Это не совсем правда. Но что еще сказать? «Ужасно»? Она переживать начнет, суетиться, а сама чуть не падает… Нет, не буду жаловаться. Да и вообще. «Нормально»… Странное слово. Ни «хорошо», ни «плохо». Вообще ничего оно не значит. Так, отговорка, когда не хочется никого расстраивать. Что такое для меня сейчас норма? Лежать тихо, терпеть боль. Никому не мешая, собираться с чувствами, силами и мыслями. Так что все в норме, хех.
Какие же они молодцы, мои милые сиделки!
И мужья их тоже. Я, хоть и неподвижен, но слышу все хорошо. Да и по сторонам стараюсь глазеть. Ни разу ни Арс, ни Афоня не попытались помешать лечению. Слова не сказали женам. Наоборот, помогают. И Федя помогает. И кошка тоже старалась. Как ни приду в себя – а рыжая меховая грелка лежит на животе. Или на груди. Мышка говорила, что кошки чувствуют, когда человеку плохо, и стараются помочь. Что ж, Маша не ошиблась.
Спасибо, ребята…
Я снова закрываю глаза. Спать не хочется. Но Наталья, увидев, что я сплю, и сама пойдет отдохнуть. Ей срочно надо восстановить силы.
После того, как сознание окончательно вернулось, я понял, что у моего положения масса выгод.
Первая: я не работаю.
Вторая: врагу сейчас до меня не добраться. Я под постоянным присмотром. Ната и Даша не отходят от меня ни на шаг. Забавно. Они в моих глазах, особенно в те дни, когда было совсем худо, слились в двухголового мутанта. Двуликого Януса. Точнее, Дануса, хе-хе. Еще иногда дежурили Рада и Лада, но намного реже. Маши не было. Не-ужели до сих пор злится? Ханифа тоже не подходила ко мне ни разу. Повод ли это считать ее врагом? Нет. Но подозрения усиливаются.
Третья причина для радости следует из второй. За два последних дня в ходе неторопливых спокойных бесед, и даже тогда, когда и я, и они молчали, успел хорошо узнать и Дашу, и Наташу. Дусю и Тусю, так они сами попросили, чтоб я их называл.

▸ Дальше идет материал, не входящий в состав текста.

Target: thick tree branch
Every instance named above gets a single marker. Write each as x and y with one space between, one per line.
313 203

Смешно. Туся и Дуся. Два веселых гуся… Взрослые женщины, старше меня, обеим хорошо за тридцать. Но это их дело. Мое имя никак не переиначишь. Герман и Герман. У них вариантов, конечно, больше.
Итак, между нами за эти дни сформировалась прочная духовная связь. Никакой, Боже сохрани, любви. Этого только не хватало. Дружба у нас. Или даже братство. Кровное. В моем положении это – намного полезнее. Хотя бы моих сиделок могу вычеркнуть из списка подозреваемых. У кого, у кого, а у них возможностей меня убить было – хоть отбавляй.